How did an Italian term (facismo) used in a particular context in 1919 come to define an entire disjointed collection of nationalistic totalitarian-esque movements throughout the 1920s-1940s, and continue to be apparently misused to describe the resurgence of nationalist sentiments nearly a century later? The answer is, perhaps unsurprisingly, quite similar to the explanation as to why these movements were so explosively successful in the first place: the lack of a widely understood and accepted definition.

Prior to engaging with this collection of readings, I admittedly did not give much thought to the historical vagueness of the term “fascism.” In my mind, the term had always been associated with those common images discussed by Robert Paxton in his The Anatomy of Fascism: chanting crowds, exclusionary rhetoric, and orchestrated acts of violence. Now, though, I see there are broad differences between the various movements which have been described as fascist. Paxton discusses this at length – as do Gilbert Allardyce and Federico Finchelstein in their respective articles this week – but at the end of his eighth chapter he attempts to proclaim an all-encompassing definition for the term, and he ends up with a rambling run-on sentence which desperately tries to make sense of fascism’s many manifestations.

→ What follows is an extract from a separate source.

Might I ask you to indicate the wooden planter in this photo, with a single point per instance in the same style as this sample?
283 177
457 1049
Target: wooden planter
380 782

The issue with creating a singular definition for fascism is that this task has always been done with the assumption of fascism as an ideology or a political movement. The only commonality between all “fascist” movements is that their primary purpose was to exploit the passions of the people and use those emotions as fuel for their respective, culturally relevant goals. Thus, fascism can be much easier defined when viewed as a political strategy, not as ideology. This explains why fascism is so widely detested and commonly treated as an insult: the term describes a particularly immoral method for the acquisition of political power.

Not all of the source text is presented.